Wastewater-Based Epidemiology of Stimulant Drugs: Functional Data Analysis Compared to Traditional Statistical Methods
Wastewater-based epidemiology (WBE) is a new methodology for estimating the drug load in a population. Simple summary statistics and specification tests have typically been used to analyze WBE data, comparing differences between weekday and weekend loads. Such standard statistical methods may, however, overlook important nuanced information in the data. In this study, we apply functional data analysis (FDA) to WBE data and compare the results to those obtained from more traditional summary measures. We analysed temporal WBE data from 42 European cities, using sewage samples collected daily for one week in March 2013. For each city, the main temporal features of two selected drugs were extracted using functional principal component (FPC) analysis, along with simpler measures such as the area under the curve (AUC).

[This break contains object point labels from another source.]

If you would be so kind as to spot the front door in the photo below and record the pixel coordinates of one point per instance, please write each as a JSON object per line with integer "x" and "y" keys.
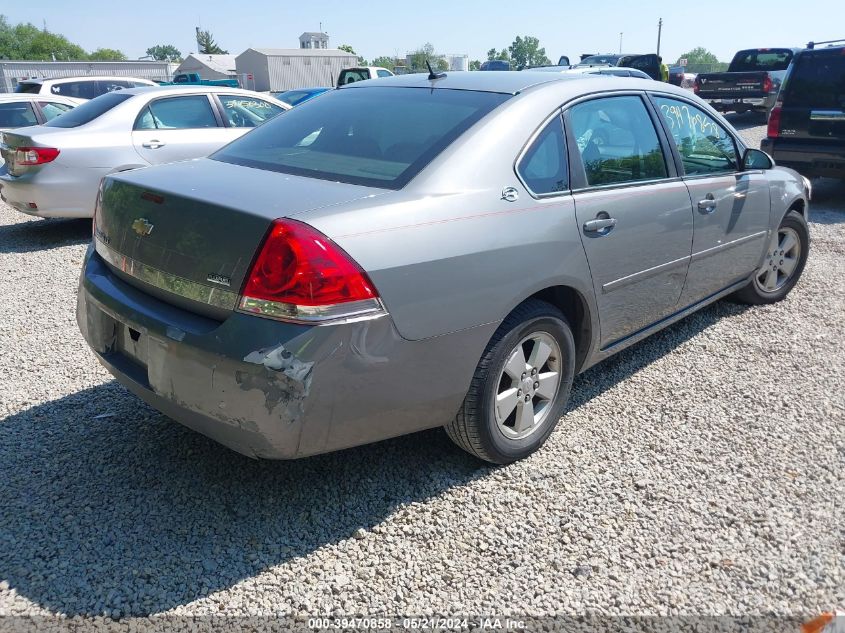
{"x": 730, "y": 207}
{"x": 635, "y": 221}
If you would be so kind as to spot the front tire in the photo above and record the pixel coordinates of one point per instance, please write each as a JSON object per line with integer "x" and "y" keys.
{"x": 520, "y": 387}
{"x": 784, "y": 262}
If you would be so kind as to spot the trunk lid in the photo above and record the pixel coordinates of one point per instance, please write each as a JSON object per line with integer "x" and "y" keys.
{"x": 187, "y": 232}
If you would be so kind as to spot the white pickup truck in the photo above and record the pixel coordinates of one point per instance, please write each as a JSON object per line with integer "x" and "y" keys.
{"x": 360, "y": 73}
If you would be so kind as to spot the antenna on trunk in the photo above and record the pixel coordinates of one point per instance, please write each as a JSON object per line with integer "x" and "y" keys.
{"x": 431, "y": 74}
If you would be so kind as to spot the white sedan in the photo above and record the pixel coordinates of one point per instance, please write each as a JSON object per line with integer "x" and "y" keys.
{"x": 54, "y": 169}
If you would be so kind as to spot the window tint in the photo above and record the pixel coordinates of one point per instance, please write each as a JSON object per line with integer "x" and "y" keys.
{"x": 705, "y": 146}
{"x": 89, "y": 111}
{"x": 77, "y": 89}
{"x": 817, "y": 80}
{"x": 543, "y": 168}
{"x": 52, "y": 109}
{"x": 765, "y": 59}
{"x": 617, "y": 141}
{"x": 16, "y": 115}
{"x": 244, "y": 111}
{"x": 177, "y": 113}
{"x": 362, "y": 136}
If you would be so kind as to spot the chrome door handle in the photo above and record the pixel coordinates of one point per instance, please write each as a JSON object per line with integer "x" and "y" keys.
{"x": 708, "y": 205}
{"x": 599, "y": 225}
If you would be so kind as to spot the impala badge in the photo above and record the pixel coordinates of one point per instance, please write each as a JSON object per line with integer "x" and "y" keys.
{"x": 142, "y": 227}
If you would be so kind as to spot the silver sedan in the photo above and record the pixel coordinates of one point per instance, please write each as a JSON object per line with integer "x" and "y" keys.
{"x": 341, "y": 276}
{"x": 54, "y": 169}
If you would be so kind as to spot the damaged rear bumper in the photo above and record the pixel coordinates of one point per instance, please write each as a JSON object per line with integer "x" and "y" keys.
{"x": 269, "y": 389}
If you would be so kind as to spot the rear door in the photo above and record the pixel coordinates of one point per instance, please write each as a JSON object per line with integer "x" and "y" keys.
{"x": 633, "y": 212}
{"x": 730, "y": 207}
{"x": 177, "y": 128}
{"x": 814, "y": 98}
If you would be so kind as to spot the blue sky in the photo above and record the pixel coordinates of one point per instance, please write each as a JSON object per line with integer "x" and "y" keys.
{"x": 379, "y": 27}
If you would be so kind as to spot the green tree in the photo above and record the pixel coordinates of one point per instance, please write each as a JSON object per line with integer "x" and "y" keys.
{"x": 417, "y": 59}
{"x": 206, "y": 44}
{"x": 165, "y": 53}
{"x": 107, "y": 55}
{"x": 699, "y": 55}
{"x": 527, "y": 52}
{"x": 385, "y": 62}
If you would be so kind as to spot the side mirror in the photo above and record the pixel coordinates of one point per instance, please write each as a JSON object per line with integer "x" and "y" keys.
{"x": 756, "y": 159}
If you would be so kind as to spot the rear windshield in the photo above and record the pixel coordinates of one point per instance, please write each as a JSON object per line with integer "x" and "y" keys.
{"x": 817, "y": 80}
{"x": 89, "y": 111}
{"x": 768, "y": 59}
{"x": 26, "y": 86}
{"x": 380, "y": 137}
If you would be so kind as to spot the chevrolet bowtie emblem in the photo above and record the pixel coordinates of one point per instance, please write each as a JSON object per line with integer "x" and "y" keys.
{"x": 142, "y": 227}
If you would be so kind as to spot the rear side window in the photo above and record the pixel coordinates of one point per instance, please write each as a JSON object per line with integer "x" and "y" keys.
{"x": 771, "y": 59}
{"x": 28, "y": 87}
{"x": 380, "y": 137}
{"x": 16, "y": 115}
{"x": 87, "y": 112}
{"x": 244, "y": 111}
{"x": 52, "y": 109}
{"x": 817, "y": 80}
{"x": 77, "y": 89}
{"x": 617, "y": 141}
{"x": 177, "y": 113}
{"x": 704, "y": 145}
{"x": 544, "y": 168}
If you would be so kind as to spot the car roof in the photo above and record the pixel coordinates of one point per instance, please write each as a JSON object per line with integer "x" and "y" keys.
{"x": 504, "y": 82}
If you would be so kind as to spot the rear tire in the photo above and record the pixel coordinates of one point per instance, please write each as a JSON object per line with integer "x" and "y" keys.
{"x": 520, "y": 387}
{"x": 783, "y": 265}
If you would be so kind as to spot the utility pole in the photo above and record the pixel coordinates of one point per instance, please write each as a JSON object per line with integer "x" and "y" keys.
{"x": 659, "y": 29}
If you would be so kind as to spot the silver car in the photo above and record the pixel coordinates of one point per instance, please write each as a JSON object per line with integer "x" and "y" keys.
{"x": 53, "y": 170}
{"x": 413, "y": 253}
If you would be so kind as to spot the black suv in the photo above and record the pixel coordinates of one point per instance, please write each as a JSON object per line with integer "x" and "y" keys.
{"x": 807, "y": 125}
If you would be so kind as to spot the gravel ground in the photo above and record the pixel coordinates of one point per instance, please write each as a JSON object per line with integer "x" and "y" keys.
{"x": 700, "y": 472}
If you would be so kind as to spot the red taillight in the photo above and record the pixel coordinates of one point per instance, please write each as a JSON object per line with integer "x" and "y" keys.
{"x": 35, "y": 155}
{"x": 301, "y": 275}
{"x": 767, "y": 84}
{"x": 773, "y": 130}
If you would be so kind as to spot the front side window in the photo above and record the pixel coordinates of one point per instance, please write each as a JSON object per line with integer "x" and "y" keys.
{"x": 16, "y": 115}
{"x": 704, "y": 145}
{"x": 177, "y": 113}
{"x": 244, "y": 111}
{"x": 544, "y": 168}
{"x": 617, "y": 141}
{"x": 87, "y": 112}
{"x": 374, "y": 136}
{"x": 52, "y": 109}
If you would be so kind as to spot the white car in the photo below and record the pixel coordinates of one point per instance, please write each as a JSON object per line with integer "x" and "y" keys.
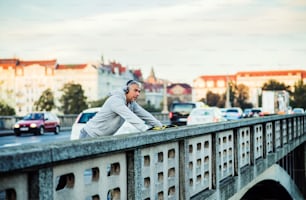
{"x": 298, "y": 110}
{"x": 205, "y": 115}
{"x": 86, "y": 115}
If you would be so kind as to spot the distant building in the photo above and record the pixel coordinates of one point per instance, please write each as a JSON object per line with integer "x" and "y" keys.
{"x": 180, "y": 92}
{"x": 22, "y": 82}
{"x": 154, "y": 89}
{"x": 254, "y": 80}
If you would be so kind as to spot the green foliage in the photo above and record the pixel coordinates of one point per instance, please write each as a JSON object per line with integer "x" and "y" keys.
{"x": 299, "y": 95}
{"x": 212, "y": 99}
{"x": 6, "y": 110}
{"x": 45, "y": 101}
{"x": 73, "y": 99}
{"x": 151, "y": 108}
{"x": 275, "y": 85}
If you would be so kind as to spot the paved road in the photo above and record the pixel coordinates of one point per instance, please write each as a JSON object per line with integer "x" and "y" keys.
{"x": 8, "y": 139}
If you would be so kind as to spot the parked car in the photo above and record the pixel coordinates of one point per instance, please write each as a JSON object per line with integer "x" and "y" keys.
{"x": 86, "y": 115}
{"x": 205, "y": 115}
{"x": 256, "y": 112}
{"x": 233, "y": 113}
{"x": 223, "y": 111}
{"x": 180, "y": 111}
{"x": 247, "y": 113}
{"x": 38, "y": 123}
{"x": 298, "y": 110}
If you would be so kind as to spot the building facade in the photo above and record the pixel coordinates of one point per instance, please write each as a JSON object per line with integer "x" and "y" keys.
{"x": 254, "y": 80}
{"x": 23, "y": 82}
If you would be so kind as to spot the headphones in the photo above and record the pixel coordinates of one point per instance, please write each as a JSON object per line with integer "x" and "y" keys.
{"x": 128, "y": 84}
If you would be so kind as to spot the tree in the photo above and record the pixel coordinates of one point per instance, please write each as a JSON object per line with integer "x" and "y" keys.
{"x": 73, "y": 99}
{"x": 275, "y": 85}
{"x": 45, "y": 101}
{"x": 6, "y": 110}
{"x": 299, "y": 95}
{"x": 212, "y": 99}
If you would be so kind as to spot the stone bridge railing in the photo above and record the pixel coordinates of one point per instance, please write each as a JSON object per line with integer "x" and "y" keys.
{"x": 7, "y": 122}
{"x": 191, "y": 162}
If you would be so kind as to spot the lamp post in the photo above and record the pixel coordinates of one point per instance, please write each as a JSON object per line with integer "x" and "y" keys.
{"x": 165, "y": 101}
{"x": 227, "y": 101}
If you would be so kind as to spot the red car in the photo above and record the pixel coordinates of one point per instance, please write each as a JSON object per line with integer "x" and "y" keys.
{"x": 38, "y": 123}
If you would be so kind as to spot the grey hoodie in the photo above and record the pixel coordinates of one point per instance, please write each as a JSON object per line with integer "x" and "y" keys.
{"x": 114, "y": 112}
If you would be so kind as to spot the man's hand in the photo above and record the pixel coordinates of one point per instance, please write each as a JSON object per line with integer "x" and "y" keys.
{"x": 158, "y": 128}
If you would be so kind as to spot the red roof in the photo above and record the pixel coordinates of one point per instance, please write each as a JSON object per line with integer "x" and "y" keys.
{"x": 272, "y": 73}
{"x": 71, "y": 66}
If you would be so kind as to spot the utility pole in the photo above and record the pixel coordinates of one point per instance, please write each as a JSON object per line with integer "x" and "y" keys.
{"x": 165, "y": 101}
{"x": 227, "y": 101}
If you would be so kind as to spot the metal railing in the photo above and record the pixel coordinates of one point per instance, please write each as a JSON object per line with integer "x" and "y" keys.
{"x": 178, "y": 163}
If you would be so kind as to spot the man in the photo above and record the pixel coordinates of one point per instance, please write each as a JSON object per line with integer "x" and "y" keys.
{"x": 119, "y": 107}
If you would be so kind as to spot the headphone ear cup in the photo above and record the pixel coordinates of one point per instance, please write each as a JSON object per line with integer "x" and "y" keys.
{"x": 126, "y": 90}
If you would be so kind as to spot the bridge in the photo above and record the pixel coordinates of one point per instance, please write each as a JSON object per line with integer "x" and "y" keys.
{"x": 258, "y": 158}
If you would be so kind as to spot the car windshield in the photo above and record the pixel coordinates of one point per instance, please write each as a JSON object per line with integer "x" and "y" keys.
{"x": 203, "y": 112}
{"x": 231, "y": 110}
{"x": 34, "y": 116}
{"x": 183, "y": 107}
{"x": 85, "y": 117}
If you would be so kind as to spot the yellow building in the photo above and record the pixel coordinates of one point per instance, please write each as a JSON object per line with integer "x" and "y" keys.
{"x": 23, "y": 82}
{"x": 254, "y": 80}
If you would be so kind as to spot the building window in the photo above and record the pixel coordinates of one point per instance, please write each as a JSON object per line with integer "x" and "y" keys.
{"x": 220, "y": 83}
{"x": 210, "y": 84}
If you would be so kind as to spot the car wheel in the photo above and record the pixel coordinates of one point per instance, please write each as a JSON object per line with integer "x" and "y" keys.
{"x": 41, "y": 131}
{"x": 57, "y": 130}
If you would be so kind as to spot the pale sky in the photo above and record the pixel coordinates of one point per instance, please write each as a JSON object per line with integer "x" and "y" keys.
{"x": 181, "y": 39}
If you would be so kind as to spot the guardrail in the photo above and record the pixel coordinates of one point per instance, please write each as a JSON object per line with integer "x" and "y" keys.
{"x": 7, "y": 122}
{"x": 178, "y": 163}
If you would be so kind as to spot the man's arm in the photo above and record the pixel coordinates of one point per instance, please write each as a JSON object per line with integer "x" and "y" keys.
{"x": 122, "y": 110}
{"x": 146, "y": 116}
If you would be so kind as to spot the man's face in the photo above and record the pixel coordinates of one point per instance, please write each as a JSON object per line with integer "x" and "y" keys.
{"x": 133, "y": 93}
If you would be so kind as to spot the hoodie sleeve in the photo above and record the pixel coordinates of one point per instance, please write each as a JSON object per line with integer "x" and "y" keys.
{"x": 118, "y": 106}
{"x": 145, "y": 115}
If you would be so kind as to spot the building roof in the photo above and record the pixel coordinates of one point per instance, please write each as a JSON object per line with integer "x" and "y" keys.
{"x": 273, "y": 73}
{"x": 71, "y": 66}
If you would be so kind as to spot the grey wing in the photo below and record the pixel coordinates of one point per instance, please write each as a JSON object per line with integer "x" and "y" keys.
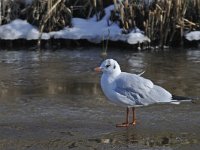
{"x": 134, "y": 87}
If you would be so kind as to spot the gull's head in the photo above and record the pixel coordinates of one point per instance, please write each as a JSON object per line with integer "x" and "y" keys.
{"x": 109, "y": 66}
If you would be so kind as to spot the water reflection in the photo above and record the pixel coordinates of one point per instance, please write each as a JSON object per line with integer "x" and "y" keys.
{"x": 70, "y": 71}
{"x": 57, "y": 93}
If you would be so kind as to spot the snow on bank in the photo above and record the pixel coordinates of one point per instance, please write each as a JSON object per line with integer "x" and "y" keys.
{"x": 19, "y": 29}
{"x": 89, "y": 29}
{"x": 194, "y": 35}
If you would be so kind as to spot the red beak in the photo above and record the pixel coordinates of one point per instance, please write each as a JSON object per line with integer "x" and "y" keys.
{"x": 98, "y": 69}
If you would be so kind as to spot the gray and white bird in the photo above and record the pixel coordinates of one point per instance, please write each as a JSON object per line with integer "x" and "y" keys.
{"x": 130, "y": 90}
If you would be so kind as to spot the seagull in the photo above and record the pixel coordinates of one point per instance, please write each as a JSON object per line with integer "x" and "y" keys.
{"x": 131, "y": 90}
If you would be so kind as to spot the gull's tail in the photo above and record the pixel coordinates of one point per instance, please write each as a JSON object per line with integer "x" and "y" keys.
{"x": 178, "y": 99}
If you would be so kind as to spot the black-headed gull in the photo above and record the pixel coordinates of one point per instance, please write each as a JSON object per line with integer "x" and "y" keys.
{"x": 130, "y": 90}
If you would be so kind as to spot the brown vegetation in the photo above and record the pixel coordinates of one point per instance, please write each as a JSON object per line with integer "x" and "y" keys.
{"x": 163, "y": 21}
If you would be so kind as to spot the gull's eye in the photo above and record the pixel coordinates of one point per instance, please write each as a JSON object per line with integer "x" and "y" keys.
{"x": 107, "y": 66}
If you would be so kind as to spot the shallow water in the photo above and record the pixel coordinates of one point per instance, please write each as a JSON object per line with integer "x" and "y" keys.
{"x": 52, "y": 100}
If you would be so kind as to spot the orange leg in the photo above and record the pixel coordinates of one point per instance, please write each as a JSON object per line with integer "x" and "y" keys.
{"x": 134, "y": 117}
{"x": 126, "y": 123}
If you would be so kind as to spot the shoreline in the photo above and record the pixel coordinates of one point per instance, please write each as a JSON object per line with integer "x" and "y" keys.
{"x": 68, "y": 43}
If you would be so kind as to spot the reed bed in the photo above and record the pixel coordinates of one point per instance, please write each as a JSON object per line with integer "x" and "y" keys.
{"x": 163, "y": 21}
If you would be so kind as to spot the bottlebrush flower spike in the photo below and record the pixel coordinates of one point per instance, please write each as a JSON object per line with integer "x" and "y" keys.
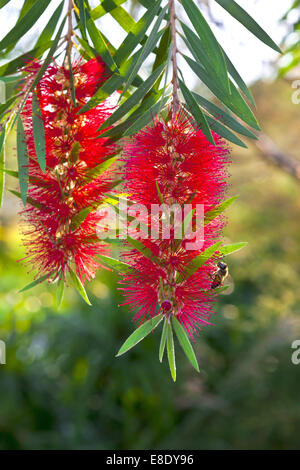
{"x": 60, "y": 232}
{"x": 174, "y": 163}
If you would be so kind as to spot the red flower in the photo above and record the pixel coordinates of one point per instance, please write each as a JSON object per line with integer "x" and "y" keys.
{"x": 176, "y": 157}
{"x": 61, "y": 219}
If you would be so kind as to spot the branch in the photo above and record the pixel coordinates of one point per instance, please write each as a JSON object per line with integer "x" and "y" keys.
{"x": 70, "y": 30}
{"x": 273, "y": 154}
{"x": 176, "y": 102}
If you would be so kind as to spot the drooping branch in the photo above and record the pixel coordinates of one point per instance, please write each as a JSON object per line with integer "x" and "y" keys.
{"x": 70, "y": 30}
{"x": 176, "y": 101}
{"x": 269, "y": 151}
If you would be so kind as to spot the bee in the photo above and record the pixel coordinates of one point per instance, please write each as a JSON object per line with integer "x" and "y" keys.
{"x": 220, "y": 275}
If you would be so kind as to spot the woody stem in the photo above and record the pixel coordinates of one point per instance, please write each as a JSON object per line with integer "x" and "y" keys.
{"x": 176, "y": 102}
{"x": 70, "y": 29}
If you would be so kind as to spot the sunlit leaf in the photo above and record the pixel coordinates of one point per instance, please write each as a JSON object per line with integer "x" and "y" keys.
{"x": 171, "y": 351}
{"x": 22, "y": 160}
{"x": 79, "y": 286}
{"x": 185, "y": 343}
{"x": 38, "y": 132}
{"x": 139, "y": 334}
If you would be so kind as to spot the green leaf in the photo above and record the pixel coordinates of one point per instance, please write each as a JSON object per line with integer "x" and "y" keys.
{"x": 136, "y": 34}
{"x": 82, "y": 16}
{"x": 42, "y": 70}
{"x": 49, "y": 29}
{"x": 163, "y": 50}
{"x": 3, "y": 3}
{"x": 235, "y": 102}
{"x": 246, "y": 20}
{"x": 228, "y": 249}
{"x": 171, "y": 351}
{"x": 139, "y": 334}
{"x": 185, "y": 343}
{"x": 24, "y": 25}
{"x": 2, "y": 163}
{"x": 127, "y": 105}
{"x": 135, "y": 118}
{"x": 114, "y": 83}
{"x": 99, "y": 44}
{"x": 72, "y": 85}
{"x": 197, "y": 262}
{"x": 22, "y": 160}
{"x": 147, "y": 48}
{"x": 211, "y": 215}
{"x": 209, "y": 42}
{"x": 38, "y": 132}
{"x": 197, "y": 113}
{"x": 79, "y": 286}
{"x": 163, "y": 340}
{"x": 224, "y": 132}
{"x": 116, "y": 265}
{"x": 238, "y": 79}
{"x": 106, "y": 6}
{"x": 36, "y": 282}
{"x": 224, "y": 117}
{"x": 60, "y": 292}
{"x": 146, "y": 117}
{"x": 20, "y": 61}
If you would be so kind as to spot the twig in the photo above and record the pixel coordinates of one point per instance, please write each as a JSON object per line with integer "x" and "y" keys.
{"x": 70, "y": 31}
{"x": 176, "y": 102}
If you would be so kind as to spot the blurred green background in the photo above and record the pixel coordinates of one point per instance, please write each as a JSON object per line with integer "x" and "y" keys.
{"x": 62, "y": 387}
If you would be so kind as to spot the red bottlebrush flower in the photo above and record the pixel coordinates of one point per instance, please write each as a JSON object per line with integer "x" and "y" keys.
{"x": 61, "y": 221}
{"x": 177, "y": 158}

The individual cities' scores on each of the temporal FPCs were then used as outcome variables in multiple linear regression analysis with various city and country characteristics as predictors. The results were compared to those of functional analysis of variance (FANOVA). The three first FPCs explained more than 99% of the temporal variation. The first component (FPC1) represented the level of the drug load, while the second and third temporal components represented the level and the timing of a weekend peak. AUC was highly correlated with FPC1, but other temporal characteristic were not captured by the simple summary measures. FANOVA was less flexible than the FPCA-based regression, and even showed concordance results. Geographical location was the main predictor for the general level of the drug load. FDA of WBE data extracts more detailed information about drug load patterns during the week which are not identified by more traditional statistical methods. Results also suggest that regression based on FPC results is a valuable addition to FANOVA for estimating associations between temporal patterns and covariate information.